Red Tape Denies Patient Living on Pump a Heart
- Hits: 5794
08 September 2011
By, Pushpa Narayan
The family of D Srinivasan, who was declared brain dead on Tuesday, was willing to donate his heart to Mohana Thirupurasundari. But red tapism ensured that she continued to depend on an artificial heart pump.
The forensic department denied permission to harvest his heart, but allowed transplant surgeons to use the kidneys and liver. Despite government rules favouring organ donation over postmortem requirements, the cadaver registry and the state health department were helpless as the forensic team insisted that the 23-year-old’s heart was vital for postmortem.
Since October 2008, the organs of some 205 people had been available for harvest, but only 32 hearts had been transplanted till June 30. “Many hearts continue to be wasted because forensic experts do not allow doctors to harvest them. We remove the heart only when it’s healthy. If the heart had caused the death, it will be unfit for transplant,” said a senior doctor at the Government General Hospital where Srinivasan had been admitted. Forensic department doctors refused to comment. The health department officials were helpless, too. “There is an emergency meeting on Thursday to discuss this. We are hoping to come out with a solution,” an official said.
A fortnight ago, Mohana, who suffered heart failure, was put on a mechanical heart pump. The pump pushes blood continuously, ensuring adequate supply to other organs. “She is doing fine with the pump. But we need to quickly replace it with a good heart,” said cardiac surgeon Dr KM Cherian of the Frontier Lifeline Hospital. On Wednesday, when the hospital’s transplant team was informed about a young donor, the doctors informed the family who were overjoyed. Mohana was being prepared for the transplant.

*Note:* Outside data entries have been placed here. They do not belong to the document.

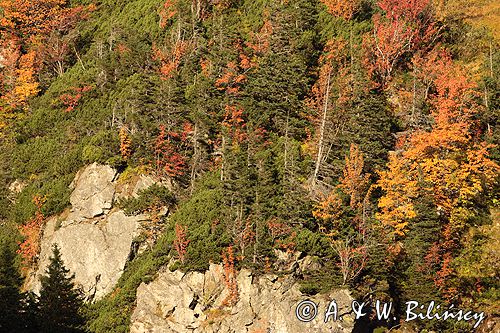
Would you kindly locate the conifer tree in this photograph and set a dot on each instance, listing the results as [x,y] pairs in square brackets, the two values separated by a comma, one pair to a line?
[10,296]
[60,301]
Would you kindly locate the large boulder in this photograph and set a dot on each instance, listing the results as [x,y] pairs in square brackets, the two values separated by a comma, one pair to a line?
[194,302]
[93,191]
[96,240]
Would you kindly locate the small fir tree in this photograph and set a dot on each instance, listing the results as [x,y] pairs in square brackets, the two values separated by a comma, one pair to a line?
[59,302]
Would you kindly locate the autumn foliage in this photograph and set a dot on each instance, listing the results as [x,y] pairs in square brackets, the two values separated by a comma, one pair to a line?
[447,164]
[31,33]
[168,160]
[125,143]
[348,241]
[406,27]
[170,59]
[71,100]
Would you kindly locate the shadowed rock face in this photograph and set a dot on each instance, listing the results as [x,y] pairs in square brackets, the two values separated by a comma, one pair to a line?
[193,302]
[95,239]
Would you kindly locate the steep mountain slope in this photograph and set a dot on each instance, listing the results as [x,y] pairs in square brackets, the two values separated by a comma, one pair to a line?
[359,133]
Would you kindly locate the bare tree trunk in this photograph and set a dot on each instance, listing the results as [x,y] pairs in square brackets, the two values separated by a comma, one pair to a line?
[322,132]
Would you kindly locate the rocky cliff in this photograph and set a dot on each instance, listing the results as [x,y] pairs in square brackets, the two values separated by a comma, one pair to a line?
[94,237]
[96,241]
[194,302]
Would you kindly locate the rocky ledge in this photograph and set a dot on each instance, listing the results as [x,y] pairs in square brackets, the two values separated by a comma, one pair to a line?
[95,238]
[194,302]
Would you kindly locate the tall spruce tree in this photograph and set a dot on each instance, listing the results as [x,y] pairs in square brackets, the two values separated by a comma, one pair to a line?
[10,296]
[60,301]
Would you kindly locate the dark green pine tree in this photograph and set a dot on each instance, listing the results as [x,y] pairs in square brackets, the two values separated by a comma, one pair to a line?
[10,296]
[60,302]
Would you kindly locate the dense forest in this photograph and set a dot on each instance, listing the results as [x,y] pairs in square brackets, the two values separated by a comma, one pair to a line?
[361,132]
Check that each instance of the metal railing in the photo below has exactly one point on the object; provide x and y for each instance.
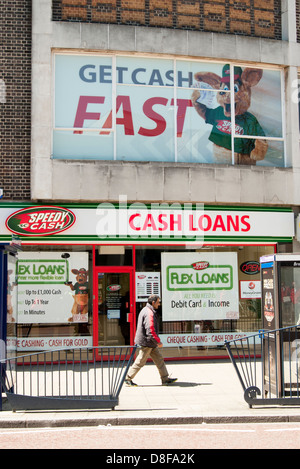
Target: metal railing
(268, 366)
(81, 378)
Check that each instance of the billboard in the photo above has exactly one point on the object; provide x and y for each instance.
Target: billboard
(129, 108)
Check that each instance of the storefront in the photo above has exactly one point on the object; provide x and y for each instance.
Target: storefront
(84, 272)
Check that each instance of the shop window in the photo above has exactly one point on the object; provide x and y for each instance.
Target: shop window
(50, 298)
(197, 314)
(129, 108)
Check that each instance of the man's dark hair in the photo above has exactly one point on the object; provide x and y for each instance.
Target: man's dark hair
(153, 298)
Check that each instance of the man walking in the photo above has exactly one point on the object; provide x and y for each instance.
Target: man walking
(147, 339)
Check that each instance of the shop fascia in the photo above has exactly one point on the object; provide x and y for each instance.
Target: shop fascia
(138, 223)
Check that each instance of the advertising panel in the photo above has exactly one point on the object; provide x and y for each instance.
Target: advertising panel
(52, 287)
(199, 286)
(111, 107)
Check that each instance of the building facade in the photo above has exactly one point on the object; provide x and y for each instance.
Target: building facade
(148, 147)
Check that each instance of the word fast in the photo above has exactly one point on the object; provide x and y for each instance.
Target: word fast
(123, 103)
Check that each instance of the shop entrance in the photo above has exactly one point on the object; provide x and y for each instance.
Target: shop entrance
(113, 306)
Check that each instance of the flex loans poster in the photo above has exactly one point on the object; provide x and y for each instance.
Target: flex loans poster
(52, 287)
(199, 286)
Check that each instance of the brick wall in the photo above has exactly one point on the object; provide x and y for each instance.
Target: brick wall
(15, 98)
(261, 18)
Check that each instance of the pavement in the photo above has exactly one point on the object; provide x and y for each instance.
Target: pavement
(206, 392)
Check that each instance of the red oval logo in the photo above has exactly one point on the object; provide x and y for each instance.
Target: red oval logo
(40, 221)
(200, 265)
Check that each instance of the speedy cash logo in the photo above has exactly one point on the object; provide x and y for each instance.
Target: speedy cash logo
(40, 221)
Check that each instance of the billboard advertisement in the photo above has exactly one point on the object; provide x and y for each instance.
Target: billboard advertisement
(130, 108)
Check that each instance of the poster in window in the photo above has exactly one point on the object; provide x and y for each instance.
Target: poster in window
(199, 286)
(53, 287)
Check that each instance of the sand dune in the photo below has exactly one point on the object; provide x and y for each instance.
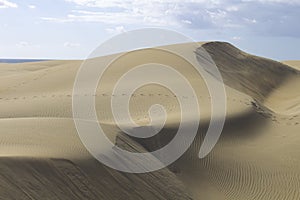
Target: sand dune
(257, 156)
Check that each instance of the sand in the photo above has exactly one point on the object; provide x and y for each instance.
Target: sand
(257, 156)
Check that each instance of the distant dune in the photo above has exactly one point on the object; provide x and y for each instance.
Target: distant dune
(257, 156)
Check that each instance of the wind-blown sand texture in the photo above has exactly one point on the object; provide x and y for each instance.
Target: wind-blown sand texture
(257, 156)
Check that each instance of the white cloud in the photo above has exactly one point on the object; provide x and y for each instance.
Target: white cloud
(31, 6)
(24, 44)
(71, 45)
(291, 2)
(236, 38)
(116, 30)
(254, 16)
(7, 4)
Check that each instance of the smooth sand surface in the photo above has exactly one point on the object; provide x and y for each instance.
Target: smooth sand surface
(257, 156)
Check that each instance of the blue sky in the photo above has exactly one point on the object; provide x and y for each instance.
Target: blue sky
(72, 29)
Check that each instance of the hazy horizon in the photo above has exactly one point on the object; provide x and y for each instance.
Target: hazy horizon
(72, 29)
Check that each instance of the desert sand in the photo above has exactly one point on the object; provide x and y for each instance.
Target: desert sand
(257, 156)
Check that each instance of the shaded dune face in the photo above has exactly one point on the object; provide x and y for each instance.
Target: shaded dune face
(268, 82)
(256, 157)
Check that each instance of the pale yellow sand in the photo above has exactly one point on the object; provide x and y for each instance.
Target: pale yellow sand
(257, 156)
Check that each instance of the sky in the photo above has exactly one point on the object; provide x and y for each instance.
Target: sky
(72, 29)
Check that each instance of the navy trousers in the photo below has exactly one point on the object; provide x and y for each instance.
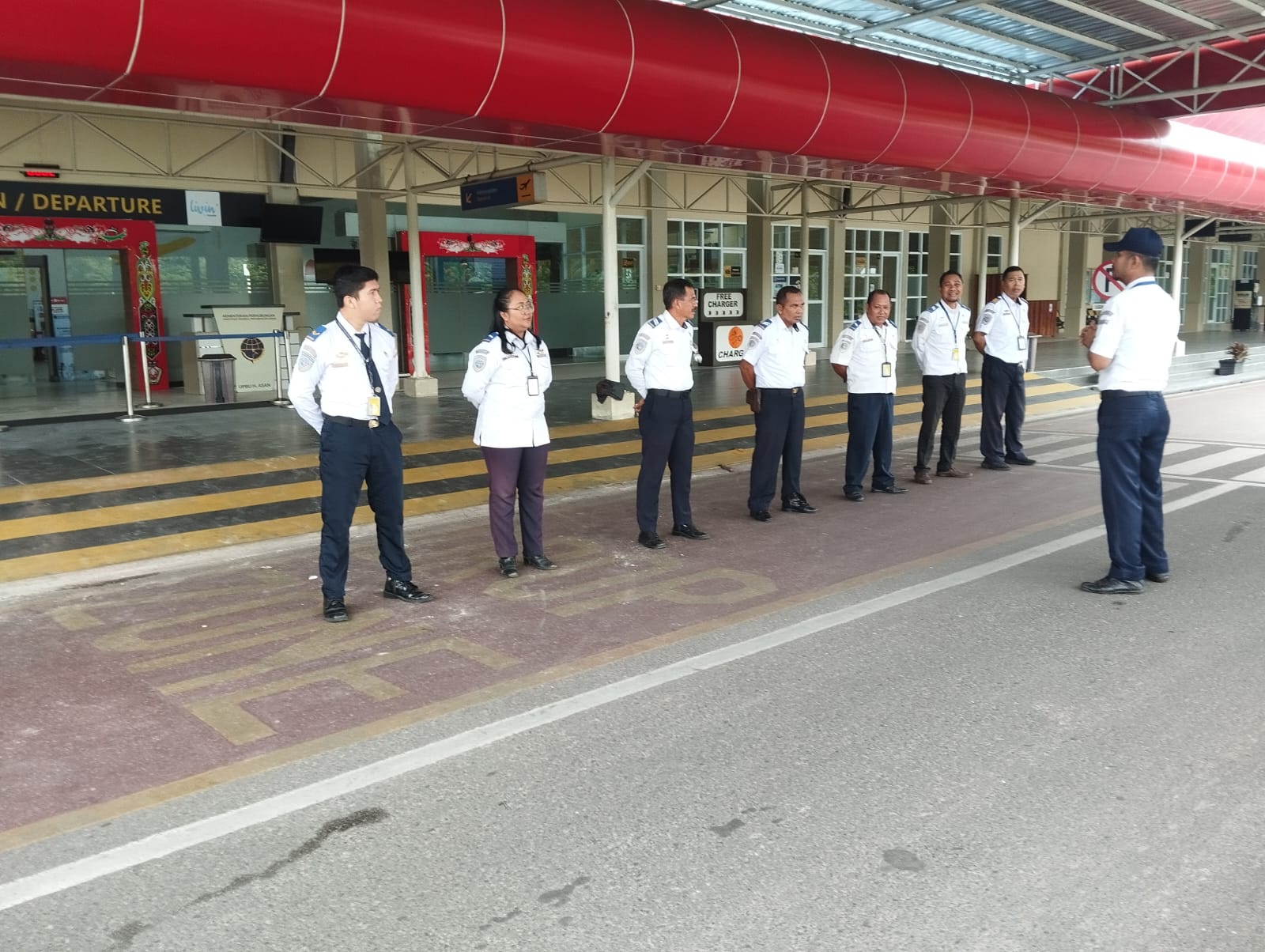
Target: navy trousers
(667, 425)
(1001, 391)
(1131, 432)
(351, 457)
(870, 432)
(516, 471)
(942, 399)
(778, 440)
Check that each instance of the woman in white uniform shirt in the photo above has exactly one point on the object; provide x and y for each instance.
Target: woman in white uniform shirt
(506, 380)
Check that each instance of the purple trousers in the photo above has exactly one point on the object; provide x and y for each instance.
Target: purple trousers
(516, 471)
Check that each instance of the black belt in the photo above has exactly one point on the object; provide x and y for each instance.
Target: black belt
(351, 421)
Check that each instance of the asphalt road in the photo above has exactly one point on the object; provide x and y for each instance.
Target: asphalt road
(967, 754)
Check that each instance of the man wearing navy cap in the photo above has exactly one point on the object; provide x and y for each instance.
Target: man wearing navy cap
(1131, 349)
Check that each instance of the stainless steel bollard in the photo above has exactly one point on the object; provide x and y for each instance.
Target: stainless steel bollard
(126, 383)
(281, 341)
(145, 372)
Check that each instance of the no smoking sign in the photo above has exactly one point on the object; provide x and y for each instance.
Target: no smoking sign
(1105, 282)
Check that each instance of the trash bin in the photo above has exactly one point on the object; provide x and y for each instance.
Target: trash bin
(218, 376)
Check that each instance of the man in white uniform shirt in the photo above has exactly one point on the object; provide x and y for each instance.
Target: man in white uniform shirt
(661, 370)
(1001, 336)
(1131, 349)
(864, 356)
(940, 347)
(352, 360)
(772, 368)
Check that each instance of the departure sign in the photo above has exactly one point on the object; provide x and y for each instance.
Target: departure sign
(723, 305)
(499, 193)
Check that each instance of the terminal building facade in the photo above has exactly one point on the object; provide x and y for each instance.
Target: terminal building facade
(122, 213)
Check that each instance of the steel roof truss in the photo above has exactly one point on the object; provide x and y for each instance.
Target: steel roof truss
(1108, 18)
(1052, 28)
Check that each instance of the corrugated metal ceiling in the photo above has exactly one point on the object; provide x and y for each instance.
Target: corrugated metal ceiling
(1018, 41)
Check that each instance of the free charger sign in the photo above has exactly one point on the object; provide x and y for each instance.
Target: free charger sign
(725, 314)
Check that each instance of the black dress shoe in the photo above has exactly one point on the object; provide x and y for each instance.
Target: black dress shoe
(1112, 587)
(405, 591)
(651, 539)
(689, 532)
(797, 504)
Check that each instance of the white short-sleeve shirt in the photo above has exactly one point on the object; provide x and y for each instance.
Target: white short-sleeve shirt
(864, 349)
(1138, 331)
(1005, 327)
(662, 356)
(940, 339)
(777, 353)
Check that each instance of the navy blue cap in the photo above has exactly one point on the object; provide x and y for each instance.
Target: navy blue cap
(1140, 241)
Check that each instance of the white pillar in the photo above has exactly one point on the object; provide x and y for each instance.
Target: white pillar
(1178, 256)
(611, 409)
(421, 383)
(1014, 259)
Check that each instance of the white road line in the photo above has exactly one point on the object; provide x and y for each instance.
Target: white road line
(1254, 476)
(1064, 452)
(174, 841)
(1192, 467)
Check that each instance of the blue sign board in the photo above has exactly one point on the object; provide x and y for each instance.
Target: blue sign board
(519, 190)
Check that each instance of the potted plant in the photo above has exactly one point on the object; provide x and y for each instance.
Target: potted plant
(1237, 352)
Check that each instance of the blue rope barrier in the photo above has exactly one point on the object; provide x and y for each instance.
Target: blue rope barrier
(84, 339)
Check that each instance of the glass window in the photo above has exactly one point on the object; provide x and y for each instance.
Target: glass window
(787, 270)
(916, 279)
(993, 255)
(872, 260)
(630, 231)
(1248, 266)
(699, 255)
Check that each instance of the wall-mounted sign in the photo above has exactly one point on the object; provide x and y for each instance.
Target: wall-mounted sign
(731, 342)
(166, 206)
(723, 305)
(202, 208)
(499, 193)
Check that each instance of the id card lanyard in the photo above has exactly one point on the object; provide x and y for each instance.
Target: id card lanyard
(533, 380)
(1020, 338)
(953, 326)
(882, 337)
(376, 399)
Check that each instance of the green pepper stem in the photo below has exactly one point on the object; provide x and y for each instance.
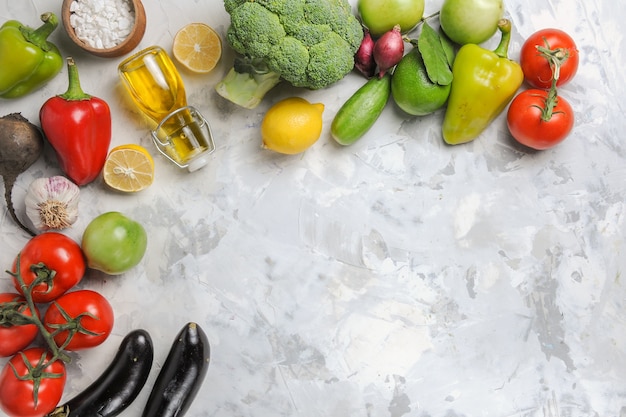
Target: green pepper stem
(74, 90)
(39, 36)
(504, 26)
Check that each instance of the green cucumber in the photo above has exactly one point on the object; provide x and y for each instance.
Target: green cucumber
(359, 113)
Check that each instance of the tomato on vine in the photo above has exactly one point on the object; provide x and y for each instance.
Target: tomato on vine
(540, 119)
(31, 383)
(16, 329)
(51, 263)
(79, 320)
(547, 50)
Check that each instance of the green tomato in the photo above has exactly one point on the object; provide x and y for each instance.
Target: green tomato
(113, 243)
(380, 16)
(470, 21)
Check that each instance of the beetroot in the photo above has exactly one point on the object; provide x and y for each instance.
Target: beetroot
(21, 144)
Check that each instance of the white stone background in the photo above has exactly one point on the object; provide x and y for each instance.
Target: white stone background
(395, 277)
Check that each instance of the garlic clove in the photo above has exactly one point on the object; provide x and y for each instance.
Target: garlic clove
(52, 203)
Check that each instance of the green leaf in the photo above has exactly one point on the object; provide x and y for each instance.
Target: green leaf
(434, 56)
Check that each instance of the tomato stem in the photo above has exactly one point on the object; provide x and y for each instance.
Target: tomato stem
(552, 99)
(556, 57)
(57, 353)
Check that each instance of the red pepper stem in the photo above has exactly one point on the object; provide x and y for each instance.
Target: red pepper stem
(74, 90)
(504, 26)
(39, 36)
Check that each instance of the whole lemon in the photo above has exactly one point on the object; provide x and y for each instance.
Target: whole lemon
(292, 125)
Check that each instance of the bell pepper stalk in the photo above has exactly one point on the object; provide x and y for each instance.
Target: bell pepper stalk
(27, 59)
(484, 83)
(78, 126)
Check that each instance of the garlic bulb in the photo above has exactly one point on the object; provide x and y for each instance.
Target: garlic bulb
(52, 203)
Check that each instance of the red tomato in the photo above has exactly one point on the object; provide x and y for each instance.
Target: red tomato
(89, 315)
(536, 66)
(16, 394)
(63, 265)
(525, 122)
(14, 338)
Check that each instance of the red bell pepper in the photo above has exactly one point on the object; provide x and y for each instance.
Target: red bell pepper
(78, 126)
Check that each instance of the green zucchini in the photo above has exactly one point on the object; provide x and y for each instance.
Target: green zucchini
(359, 113)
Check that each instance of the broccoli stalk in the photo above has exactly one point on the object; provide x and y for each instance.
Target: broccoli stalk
(247, 82)
(307, 43)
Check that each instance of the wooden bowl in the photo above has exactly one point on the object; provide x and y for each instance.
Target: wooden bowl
(122, 48)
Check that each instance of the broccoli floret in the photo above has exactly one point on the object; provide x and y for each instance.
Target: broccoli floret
(308, 43)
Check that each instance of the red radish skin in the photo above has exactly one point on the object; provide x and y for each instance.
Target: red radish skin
(388, 50)
(364, 57)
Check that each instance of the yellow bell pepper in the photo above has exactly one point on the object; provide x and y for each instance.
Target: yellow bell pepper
(484, 82)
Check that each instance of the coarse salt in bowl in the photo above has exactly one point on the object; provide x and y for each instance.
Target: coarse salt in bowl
(105, 28)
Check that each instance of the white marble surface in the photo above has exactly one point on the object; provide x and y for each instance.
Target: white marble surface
(396, 277)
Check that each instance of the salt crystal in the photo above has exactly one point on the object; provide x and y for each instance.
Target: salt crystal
(102, 23)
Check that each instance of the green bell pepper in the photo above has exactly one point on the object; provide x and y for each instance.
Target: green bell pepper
(27, 59)
(484, 82)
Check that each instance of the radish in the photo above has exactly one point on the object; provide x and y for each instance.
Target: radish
(388, 50)
(21, 144)
(364, 58)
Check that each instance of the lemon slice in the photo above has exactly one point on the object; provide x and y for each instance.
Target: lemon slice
(128, 168)
(197, 47)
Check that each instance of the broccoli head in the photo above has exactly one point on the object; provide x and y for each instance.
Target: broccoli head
(308, 43)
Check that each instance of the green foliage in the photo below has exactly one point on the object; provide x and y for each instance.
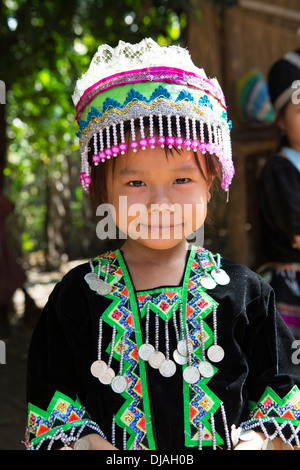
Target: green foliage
(45, 46)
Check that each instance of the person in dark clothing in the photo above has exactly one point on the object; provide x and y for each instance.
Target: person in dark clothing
(159, 345)
(279, 193)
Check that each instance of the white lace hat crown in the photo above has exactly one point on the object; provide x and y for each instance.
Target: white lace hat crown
(140, 82)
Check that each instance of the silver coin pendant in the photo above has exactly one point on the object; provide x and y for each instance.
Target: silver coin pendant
(95, 284)
(156, 359)
(208, 283)
(182, 347)
(220, 276)
(167, 368)
(104, 288)
(191, 374)
(90, 277)
(206, 369)
(119, 384)
(107, 378)
(98, 368)
(181, 360)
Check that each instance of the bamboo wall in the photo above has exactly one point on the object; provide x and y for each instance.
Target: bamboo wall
(228, 43)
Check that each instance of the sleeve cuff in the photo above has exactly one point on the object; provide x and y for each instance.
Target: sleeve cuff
(64, 422)
(276, 417)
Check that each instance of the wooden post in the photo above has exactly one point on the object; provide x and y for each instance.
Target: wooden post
(237, 240)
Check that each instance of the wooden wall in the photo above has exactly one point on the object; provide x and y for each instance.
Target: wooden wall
(227, 43)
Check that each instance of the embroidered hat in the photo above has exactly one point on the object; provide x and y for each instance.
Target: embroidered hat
(282, 76)
(140, 83)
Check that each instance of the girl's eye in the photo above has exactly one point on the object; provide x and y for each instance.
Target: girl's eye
(182, 180)
(136, 183)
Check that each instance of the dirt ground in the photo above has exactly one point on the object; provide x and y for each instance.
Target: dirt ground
(13, 408)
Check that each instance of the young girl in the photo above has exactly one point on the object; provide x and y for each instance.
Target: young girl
(159, 345)
(279, 191)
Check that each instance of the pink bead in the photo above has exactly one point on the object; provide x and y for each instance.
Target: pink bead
(161, 141)
(115, 150)
(96, 159)
(123, 147)
(108, 152)
(195, 144)
(170, 141)
(143, 143)
(179, 142)
(151, 141)
(187, 143)
(134, 146)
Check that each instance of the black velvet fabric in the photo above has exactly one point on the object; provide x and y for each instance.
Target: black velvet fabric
(256, 341)
(279, 198)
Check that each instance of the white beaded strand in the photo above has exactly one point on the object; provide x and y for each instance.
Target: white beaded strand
(227, 434)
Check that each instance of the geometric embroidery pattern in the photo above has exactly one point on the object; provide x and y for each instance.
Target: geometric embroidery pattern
(271, 405)
(61, 412)
(199, 400)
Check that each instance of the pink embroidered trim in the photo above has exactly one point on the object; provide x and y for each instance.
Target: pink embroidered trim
(161, 74)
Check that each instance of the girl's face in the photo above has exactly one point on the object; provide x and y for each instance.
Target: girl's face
(289, 121)
(159, 199)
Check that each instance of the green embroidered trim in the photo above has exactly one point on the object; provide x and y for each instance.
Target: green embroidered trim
(139, 340)
(271, 405)
(62, 413)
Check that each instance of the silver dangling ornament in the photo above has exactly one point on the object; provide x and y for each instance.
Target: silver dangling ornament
(215, 353)
(206, 369)
(146, 349)
(119, 382)
(219, 275)
(167, 367)
(191, 373)
(207, 281)
(181, 354)
(156, 358)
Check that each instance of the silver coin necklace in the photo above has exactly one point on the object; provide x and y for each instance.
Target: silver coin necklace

At the Government General Hospital, doctors were finalizing the formalities of brain death for Srinivasan, who had been admitted on Tuesday with severe head injuries. Srinivasan, who works with Nokia, was a keen body builder. On Tuesday, while working out at a gym, he complained of nausea and giddiness. He fell off the stairs while leaving and was rushed to the GH.
His family signed the forms for donation. The state cadaver registry informed the hospitals about the organ. The heart was allotted to Frontier Lifeline on Wednesday morning as the doctors had flagged ultra-emergency for Mohana. But by 5.30pm the transplant team was told not to come for harvest.
Mohana’s family now plans to register their protest with the organ transplant registry and file a petition under RTI Act asking why doctors did not harvest the heart when the liver and kidneys could be removed.